Taking the title of an HTML page with sed or awk

Asked

Viewed 42 times

-1

I have several HTML pages that I would like to get the title by using the sed or the awk.

When I do with the sed it returns all the content of the page, not just the title.

On the pages the title comes like this:

<h1 style="color:#0F1A7F;margin:0px 10px 10px;border-bottom:1px solid #FF0000;font-family:'Trebuchet MS', 'geneva', 'sans-serif', 'arial';"> Titulo da pagina </h1>

I used this command to get only the 'Page title':

k=$(sed 's/<[^>]*>//') pagina.html

Returns all page contents.

1 answer

0

sed and awk (with regular expressions - regex) are not the most suitable tools for the task. Generally speaking, regex is not meant to work with HTML (may even "work" in many cases, but is not the most suitable tool for the task).
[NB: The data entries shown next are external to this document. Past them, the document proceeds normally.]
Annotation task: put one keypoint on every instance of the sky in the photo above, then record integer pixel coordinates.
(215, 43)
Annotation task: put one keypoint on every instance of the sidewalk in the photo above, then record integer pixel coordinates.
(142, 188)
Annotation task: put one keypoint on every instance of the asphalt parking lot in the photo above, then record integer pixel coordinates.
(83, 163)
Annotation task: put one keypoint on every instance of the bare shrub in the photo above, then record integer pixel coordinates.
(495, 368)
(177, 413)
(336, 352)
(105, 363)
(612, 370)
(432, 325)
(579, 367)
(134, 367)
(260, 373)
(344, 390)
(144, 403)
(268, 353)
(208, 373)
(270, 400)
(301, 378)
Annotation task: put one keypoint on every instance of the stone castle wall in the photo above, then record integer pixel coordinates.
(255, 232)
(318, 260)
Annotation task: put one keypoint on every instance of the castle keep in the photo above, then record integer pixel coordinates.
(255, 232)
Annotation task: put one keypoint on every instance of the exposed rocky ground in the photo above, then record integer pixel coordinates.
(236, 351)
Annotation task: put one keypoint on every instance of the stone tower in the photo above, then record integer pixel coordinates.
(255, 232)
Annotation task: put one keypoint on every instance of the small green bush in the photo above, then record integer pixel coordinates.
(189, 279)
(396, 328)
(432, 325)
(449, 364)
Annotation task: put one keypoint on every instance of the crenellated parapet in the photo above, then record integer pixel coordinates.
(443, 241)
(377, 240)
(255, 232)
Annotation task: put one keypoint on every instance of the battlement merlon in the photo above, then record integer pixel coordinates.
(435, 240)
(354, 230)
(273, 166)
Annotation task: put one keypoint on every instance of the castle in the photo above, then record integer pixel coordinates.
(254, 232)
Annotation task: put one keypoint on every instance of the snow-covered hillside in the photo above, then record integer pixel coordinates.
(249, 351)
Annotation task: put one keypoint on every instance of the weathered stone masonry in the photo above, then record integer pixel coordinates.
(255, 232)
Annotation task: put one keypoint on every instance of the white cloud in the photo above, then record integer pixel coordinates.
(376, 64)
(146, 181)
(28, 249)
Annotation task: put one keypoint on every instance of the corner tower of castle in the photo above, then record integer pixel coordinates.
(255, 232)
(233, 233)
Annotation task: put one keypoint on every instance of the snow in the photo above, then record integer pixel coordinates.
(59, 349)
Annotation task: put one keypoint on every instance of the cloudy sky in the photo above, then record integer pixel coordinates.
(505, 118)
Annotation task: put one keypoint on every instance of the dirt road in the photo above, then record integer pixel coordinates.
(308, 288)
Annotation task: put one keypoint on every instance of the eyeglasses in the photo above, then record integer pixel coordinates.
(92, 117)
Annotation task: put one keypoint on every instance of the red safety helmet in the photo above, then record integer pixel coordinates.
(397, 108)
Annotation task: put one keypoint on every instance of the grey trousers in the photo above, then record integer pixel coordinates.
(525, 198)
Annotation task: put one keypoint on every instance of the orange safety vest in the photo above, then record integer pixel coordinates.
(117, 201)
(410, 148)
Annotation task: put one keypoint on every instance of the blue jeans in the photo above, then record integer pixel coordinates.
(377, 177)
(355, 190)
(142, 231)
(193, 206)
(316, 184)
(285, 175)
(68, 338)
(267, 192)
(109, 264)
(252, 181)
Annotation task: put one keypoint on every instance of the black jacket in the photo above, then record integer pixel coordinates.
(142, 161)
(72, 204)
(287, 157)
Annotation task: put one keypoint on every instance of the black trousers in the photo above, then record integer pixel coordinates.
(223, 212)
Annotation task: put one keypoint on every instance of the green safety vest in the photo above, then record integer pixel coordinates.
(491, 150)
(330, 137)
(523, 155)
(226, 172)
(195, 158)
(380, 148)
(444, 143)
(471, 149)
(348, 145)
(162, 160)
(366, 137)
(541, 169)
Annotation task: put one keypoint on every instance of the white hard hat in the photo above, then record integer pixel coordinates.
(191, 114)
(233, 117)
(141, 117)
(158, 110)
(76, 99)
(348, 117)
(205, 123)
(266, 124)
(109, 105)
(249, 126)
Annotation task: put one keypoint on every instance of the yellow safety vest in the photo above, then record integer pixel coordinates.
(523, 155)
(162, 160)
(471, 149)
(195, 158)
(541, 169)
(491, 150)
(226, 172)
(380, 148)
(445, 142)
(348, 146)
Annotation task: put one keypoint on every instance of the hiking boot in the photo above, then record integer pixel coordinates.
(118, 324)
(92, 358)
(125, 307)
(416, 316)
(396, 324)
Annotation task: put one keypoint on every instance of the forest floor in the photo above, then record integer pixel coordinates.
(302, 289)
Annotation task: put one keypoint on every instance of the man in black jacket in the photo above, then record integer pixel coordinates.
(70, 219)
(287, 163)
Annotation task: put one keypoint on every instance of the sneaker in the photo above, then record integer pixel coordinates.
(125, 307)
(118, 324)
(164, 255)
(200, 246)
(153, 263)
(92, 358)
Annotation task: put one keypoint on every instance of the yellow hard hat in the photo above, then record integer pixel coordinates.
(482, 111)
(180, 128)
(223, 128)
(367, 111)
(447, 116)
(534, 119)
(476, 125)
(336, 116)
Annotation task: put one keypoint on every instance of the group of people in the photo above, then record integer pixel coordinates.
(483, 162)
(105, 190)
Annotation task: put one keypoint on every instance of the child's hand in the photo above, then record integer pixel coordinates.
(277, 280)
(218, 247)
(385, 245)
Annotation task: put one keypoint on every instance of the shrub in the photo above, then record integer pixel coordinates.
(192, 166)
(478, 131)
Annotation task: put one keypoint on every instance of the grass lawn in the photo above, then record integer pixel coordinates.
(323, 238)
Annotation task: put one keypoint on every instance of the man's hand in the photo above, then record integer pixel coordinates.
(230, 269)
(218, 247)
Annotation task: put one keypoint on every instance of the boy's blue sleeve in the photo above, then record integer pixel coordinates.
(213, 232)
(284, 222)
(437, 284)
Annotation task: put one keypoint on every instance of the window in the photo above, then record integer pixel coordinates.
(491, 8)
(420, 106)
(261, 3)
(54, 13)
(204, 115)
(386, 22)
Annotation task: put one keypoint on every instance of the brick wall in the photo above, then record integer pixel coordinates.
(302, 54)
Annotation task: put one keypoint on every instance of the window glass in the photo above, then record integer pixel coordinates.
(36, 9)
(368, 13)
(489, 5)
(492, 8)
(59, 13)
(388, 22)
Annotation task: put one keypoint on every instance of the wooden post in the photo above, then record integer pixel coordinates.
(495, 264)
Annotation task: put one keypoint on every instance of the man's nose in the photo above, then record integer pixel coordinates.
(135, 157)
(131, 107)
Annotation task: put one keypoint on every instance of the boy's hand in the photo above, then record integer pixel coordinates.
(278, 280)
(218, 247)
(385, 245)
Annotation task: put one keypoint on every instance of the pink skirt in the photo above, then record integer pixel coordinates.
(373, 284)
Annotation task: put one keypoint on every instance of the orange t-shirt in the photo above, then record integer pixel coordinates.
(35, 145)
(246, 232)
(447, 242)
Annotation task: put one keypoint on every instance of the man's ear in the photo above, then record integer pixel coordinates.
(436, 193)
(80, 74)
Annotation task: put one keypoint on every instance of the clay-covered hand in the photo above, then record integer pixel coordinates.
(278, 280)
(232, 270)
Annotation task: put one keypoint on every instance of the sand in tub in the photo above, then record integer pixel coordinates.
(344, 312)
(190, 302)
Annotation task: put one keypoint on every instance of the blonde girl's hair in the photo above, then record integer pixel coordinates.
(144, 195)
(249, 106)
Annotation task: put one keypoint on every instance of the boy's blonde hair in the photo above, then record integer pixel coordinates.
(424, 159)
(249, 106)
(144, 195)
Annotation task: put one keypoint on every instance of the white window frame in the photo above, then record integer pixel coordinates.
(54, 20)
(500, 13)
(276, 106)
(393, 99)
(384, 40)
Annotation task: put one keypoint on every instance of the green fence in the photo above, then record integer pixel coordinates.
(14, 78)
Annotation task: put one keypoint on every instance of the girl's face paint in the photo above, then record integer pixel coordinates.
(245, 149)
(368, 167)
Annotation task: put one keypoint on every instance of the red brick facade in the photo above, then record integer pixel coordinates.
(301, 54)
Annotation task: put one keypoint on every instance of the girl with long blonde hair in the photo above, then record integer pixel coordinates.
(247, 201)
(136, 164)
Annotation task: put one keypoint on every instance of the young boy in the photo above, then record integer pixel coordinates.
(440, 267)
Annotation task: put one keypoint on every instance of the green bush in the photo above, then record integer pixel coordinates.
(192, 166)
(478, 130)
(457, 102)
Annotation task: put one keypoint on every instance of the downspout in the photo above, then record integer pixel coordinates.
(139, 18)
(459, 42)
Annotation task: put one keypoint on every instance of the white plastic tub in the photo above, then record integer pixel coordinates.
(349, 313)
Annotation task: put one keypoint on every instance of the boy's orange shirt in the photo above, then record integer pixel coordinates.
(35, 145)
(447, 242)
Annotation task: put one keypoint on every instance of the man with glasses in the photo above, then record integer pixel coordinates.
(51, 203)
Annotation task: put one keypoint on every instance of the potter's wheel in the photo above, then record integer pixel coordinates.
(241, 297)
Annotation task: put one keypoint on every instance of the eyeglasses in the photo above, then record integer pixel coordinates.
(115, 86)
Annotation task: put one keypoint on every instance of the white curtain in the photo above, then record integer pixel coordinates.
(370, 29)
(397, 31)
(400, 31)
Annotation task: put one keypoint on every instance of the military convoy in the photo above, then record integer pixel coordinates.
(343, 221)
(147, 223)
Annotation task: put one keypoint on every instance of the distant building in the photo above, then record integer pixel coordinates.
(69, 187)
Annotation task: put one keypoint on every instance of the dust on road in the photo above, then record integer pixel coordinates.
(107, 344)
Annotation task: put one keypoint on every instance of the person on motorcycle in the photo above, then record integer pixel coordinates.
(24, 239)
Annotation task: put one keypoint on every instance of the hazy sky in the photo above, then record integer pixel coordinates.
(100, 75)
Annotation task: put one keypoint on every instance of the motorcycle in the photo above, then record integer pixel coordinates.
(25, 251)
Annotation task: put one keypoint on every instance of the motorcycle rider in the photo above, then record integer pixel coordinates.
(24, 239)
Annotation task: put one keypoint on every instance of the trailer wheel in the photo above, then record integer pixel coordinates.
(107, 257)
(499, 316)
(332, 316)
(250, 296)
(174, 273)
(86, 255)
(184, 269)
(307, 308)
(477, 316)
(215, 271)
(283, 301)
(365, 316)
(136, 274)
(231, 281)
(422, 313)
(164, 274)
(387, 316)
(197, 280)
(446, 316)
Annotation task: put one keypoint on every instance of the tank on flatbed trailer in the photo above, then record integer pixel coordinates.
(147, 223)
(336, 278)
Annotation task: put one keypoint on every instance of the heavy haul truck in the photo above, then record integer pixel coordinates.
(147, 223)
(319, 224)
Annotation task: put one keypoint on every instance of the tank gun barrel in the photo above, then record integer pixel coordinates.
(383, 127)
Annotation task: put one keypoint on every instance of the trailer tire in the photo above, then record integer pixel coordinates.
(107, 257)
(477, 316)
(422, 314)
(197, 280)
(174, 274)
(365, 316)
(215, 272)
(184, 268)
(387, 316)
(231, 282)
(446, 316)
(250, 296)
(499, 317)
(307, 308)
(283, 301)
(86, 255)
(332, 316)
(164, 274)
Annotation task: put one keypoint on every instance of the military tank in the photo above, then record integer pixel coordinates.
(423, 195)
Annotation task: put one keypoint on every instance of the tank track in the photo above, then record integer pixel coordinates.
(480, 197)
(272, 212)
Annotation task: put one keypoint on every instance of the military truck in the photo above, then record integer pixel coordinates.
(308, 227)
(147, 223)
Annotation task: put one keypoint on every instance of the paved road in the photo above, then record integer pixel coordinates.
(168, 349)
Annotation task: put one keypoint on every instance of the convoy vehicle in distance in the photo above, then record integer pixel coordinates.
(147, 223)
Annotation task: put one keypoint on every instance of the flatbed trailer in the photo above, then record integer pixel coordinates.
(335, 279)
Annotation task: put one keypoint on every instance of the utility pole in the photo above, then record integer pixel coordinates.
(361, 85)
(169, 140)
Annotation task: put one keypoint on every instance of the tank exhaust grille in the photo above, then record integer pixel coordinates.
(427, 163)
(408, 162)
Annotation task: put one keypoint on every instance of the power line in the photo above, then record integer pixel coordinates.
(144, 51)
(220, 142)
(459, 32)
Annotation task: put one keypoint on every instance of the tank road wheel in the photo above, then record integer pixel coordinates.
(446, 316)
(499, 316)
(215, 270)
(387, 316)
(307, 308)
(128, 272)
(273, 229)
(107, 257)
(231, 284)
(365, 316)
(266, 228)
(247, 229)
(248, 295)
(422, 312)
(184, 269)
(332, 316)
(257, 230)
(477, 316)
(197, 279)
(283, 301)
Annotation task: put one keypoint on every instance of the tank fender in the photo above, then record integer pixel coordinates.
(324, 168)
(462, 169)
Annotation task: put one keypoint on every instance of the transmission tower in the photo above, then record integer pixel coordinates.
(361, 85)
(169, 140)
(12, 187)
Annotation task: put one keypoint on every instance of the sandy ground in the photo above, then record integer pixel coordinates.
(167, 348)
Although it is possible - and even "easy" in the simplest cases - it is much more guaranteed to use a parser HTML, and throughout the answer we will see the reasons.

For example, with sed, a naive solution would be:

sed -e 's/^.*<title>//' -e 's/<\/title>.*//' pagina.html

That is, first I remove everything from the beginning until the tag <title>, and then remove everything from </title> from now on. What’s left is the title of the page.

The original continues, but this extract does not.